I think you are looking for just 5 rounds of play as you mention each player having just one singles match. It is possible to arrange 5 rounds so that all possible opponents (combined over the doubles and singles matches) are seen exactly once each. Also a player's four doubles partners are all different.
(1 10 v 8 9) ( 7 4 v 2 3) (5 v 6)
(2 6 v 9 10) ( 8 5 v 3 4) (1 v 7)
(3 7 v 10 6) ( 9 1 v 4 5) (2 v 8)
(4 8 v 6 7) (10 2 v 5 1) (3 v 9)
(5 9 v 7 8) ( 6 3 v 1 2) (4 v 10)
This schedule on the Wiseman website (http://www.jdawiseman.com/papers/tournaments/individual-pairs/ip-asym_10.html) which is almost balanced for partners, may also interest you.
Ian.
9 rounds is a much harder problem and the singles matches can never be balanced - most players will have 2 singles matches, but 2 players will only have one.
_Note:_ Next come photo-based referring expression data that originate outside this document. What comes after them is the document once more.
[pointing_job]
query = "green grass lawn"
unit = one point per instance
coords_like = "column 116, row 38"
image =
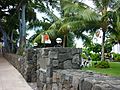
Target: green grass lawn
column 114, row 69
I can extend the idea from the schedule above to 10 rounds and get the following:
(9 8 v 6 1) (7 4 v 3 2) (5 v X)
(X 9 v 7 2) (8 5 v 4 3) (1 v 6)
(6 X v 8 3) (9 1 v 5 4) (2 v 7)
(7 6 v 9 4) (X 2 v 1 5) (3 v 8)
(8 7 v X 5) (6 3 v 2 1) (4 v 9)
(6 9 v 3 X) (1 4 v 8 2) (5 v 7)
(7 X v 4 6) (2 5 v 9 3) (1 v 8)
(8 6 v 5 7) (3 1 v X 4) (2 v 9)
(9 7 v 1 8) (4 2 v 6 5) (3 v X)
(X 8 v 2 9) (5 3 v 7 1) (4 v 6)
where player 10 is represented as "X". But like the 11 round tournament (see Wiseman link) a few pairs of players oppose just once while another few pairs oppose three times. If you leave out the 10th round above, I think you may have a workable solution, at least all the partnerships will be different, so one of your criteria above is met.